Data for projects

Don’t worry, but take it seriously

Your task is open-ended task, and this is typical of real data analysis projects. Each project will go in a different direction, and you will find that your group will become experts in interpreting your own data. You might even end up writing a little paper from your report.

That’s the good part. The bad part is, as in real data analysis, when you start, it will seem a bit daunting, and it will not be clear where you are going to end up. Hold on tight, and keep analyzing to try and understand what the data means, and the conclusions you can make. You will find that doing this will take you on journeys that you didn’t expect.

General advice

  • Prefer open data - data that can be freely downloaded, preferably with an open license, allowing you to share the data freely.
  • Prefer data for which your Data person has some background.
  • Prefer open-ended questions.
  • Fresh data and / or analysis.
  • We will make allowance for your ambition in marking.

The primary rule is that you and your group will be doing a significant exploration of a dataset. Your exploration should be your own work.

It is OK to chose a dataset that has been analyzed by others, but you should either show that the analysis and exploration you plan has not been done before, or show that there is no code already available to do the analysis you intend.

For example, you might be interested in the data from a paper or a report. You might want to replicate the findings in the paper or report, and then extend them. This is fine, unless the paper or report, or some other writer, has already published code to do a significant amount of the analysis work.

Ideas for finding datasets

Feel free to use data from your own discipline. Ask around to see if you can find interesting data from the University of Birmingham, maybe in your School.

Below there are some links to find datasets. Try them and see if you can find something that interests you.

If you find a dataset you cannot load - for example, a dataset that is not in CSV format, and that Pandas cannot easily handle, get your instructors to help, something is always possible.

  • Kaggle datasets.
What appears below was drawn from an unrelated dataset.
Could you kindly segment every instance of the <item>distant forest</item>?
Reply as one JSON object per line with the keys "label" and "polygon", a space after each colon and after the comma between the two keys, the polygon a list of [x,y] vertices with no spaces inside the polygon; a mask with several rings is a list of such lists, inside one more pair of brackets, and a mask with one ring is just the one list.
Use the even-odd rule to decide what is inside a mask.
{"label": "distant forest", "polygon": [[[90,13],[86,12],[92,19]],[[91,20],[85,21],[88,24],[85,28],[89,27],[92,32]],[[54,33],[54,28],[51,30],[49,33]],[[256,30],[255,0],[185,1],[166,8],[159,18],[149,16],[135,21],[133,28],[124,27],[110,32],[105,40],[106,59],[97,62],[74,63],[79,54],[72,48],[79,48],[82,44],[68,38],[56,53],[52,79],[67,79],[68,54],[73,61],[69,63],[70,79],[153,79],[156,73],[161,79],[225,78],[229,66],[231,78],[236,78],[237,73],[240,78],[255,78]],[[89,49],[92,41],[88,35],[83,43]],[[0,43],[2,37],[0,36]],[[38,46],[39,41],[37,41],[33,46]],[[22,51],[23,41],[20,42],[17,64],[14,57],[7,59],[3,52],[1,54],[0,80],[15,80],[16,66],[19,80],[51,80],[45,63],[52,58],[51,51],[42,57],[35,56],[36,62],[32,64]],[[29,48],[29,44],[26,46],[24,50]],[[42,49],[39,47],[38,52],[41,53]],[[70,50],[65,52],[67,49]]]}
Kaggle is famous for various data science competitions, but it has a large list of datasets. You will find that many of these already have published analyses, so be careful to check what’s out there, or chose something that has not been done before.
  • Google dataset search. Try the link, you’ll get the idea.
  • World Bank data. The site has a lot of data on global development, and related issues. The gender_data.csv dataset we have been using is a processed version of https://data.worldbank.org/data-catalog/gender-statistics.
  • UK government open data.
  • Project Gutenberg - full text of many books.
  • UK data service “The UK Data Service collection includes major UK government-sponsored surveys, cross-national surveys, longitudinal studies, UK census data, international aggregate, business data, and qualitative data.”

Your pitch

When pitching or justifying your data, think on these headings:

  • Where is the data? Is it easily accessible? Is it public? Is it open (can you share your copies of the data)? For extra points, consider reading the data into a notebook and doing some very basic exploration.
  • What might the data tell us? What would you like to explore first? Can you test an idea, or check a previous finding? Can you come up with a new finding?

For example, let’s say I wanted to pitch an analysis of the West Midlands Fire Service data.

I would start by pointing to the website, as above.

Then I would briefly describe what data is available, ideally by loading the data into a data frame, and showing the table, and the columns in the table.

In this case, I notice that I have fire incident data from 2009 through 2018. These are incidents to which the fire service have responded with their location and outcome. I might be interested in whether I can detect any signs of the austerity measures in the response to fire incidents. Looking at the variables, I see that number of firemen in various ranks that attend each call. Has this changed over time, and can this be related to the budget of the fire service? Might this differ between incidents in Solihull and Cental Birmingham? The data records injuries and deaths. Have these changed over the period covered? Is that change the same for different areas of Birmingham?